Später werden sie auf Einrichtungen in ganz Nordbayern verteilt – darunter ist auch das Kinderheim St. Michael, das im September neun Jugendliche aufnimmt. In den vergangenen Jahren beherbergte das Heim — Träger ist ebenfalls die Rummelsberger Diakonie – immer wieder einzelne Flüchtlinge. Man habe also Erfahrung mit ihren Bedürfnissen und Nöten, sagt Brigitte Stief, die den Bereich stationäre Hilfen leitet: „Die Geballtheit ist das Neue.“ Weil zum Heim seit kurzem ein Neubau gehört, ist im renovierungsbedürftigen Altbau vorübergehend Platz für die neun Jugendlichen. Plätze in der Berufsschule 1, die ein Berufsintegrationsjahr für Migranten anbietet, sind bereits reserviert.

In der Fürther Wohngruppe werden Schröder zufolge vor allem Flüchtlinge aus Afrika – aus Eritrea und Somalia – zusammenleben.
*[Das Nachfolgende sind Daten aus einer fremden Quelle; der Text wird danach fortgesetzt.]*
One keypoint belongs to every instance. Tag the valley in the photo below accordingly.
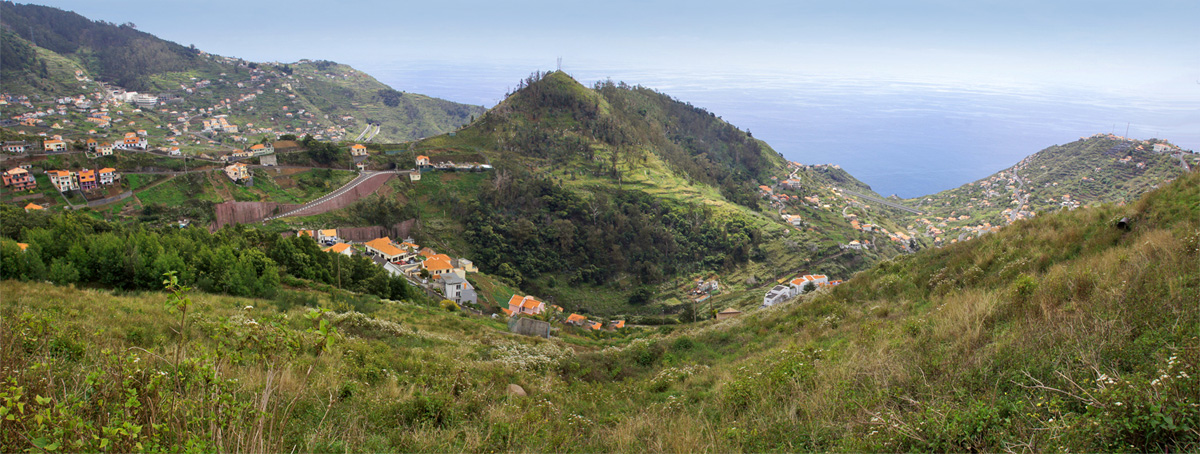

Eine eigene Gruppe biete sich an, weil die Jugendlichen ganz andere Erfahrungen gemacht haben als Gleichaltrige in Deutschland. Die Jugendlichen, die in der Clearingstelle ankommen, sagt Schröder, waren meist mit Schleuserbanden unterwegs und bringen „schwierige Geschichten“ mit. Manche waren Kindersoldaten, andere gehörten bedrohten Volksstämmen an oder flohen vor Zwangsverheiratung. „Sie sind auf abenteuerlichsten Wegen hierher gekommen, man weiß nicht, was sie unterwegs alles machen mussten, um weiterzukommen.“ Viele haben Gewalt oder Missbrauch erlebt, leiden an Depressionen oder Schlafstörungen.

Auch der Neuanfang in Deutschland ist nicht leicht; dazu kommt das Heimweh — und ein großer Druck, so Schröder: „Die Familien haben oft viel investiert, damit ein Mitglied flüchten kann. Denen kann man doch nicht sagen, dass es einem hier nicht gut geht.“ Immerhin: Das Umdenken in der Politik, meint sie, habe die Situation der Kinder und Jugendlichen schon deutlich verbessert.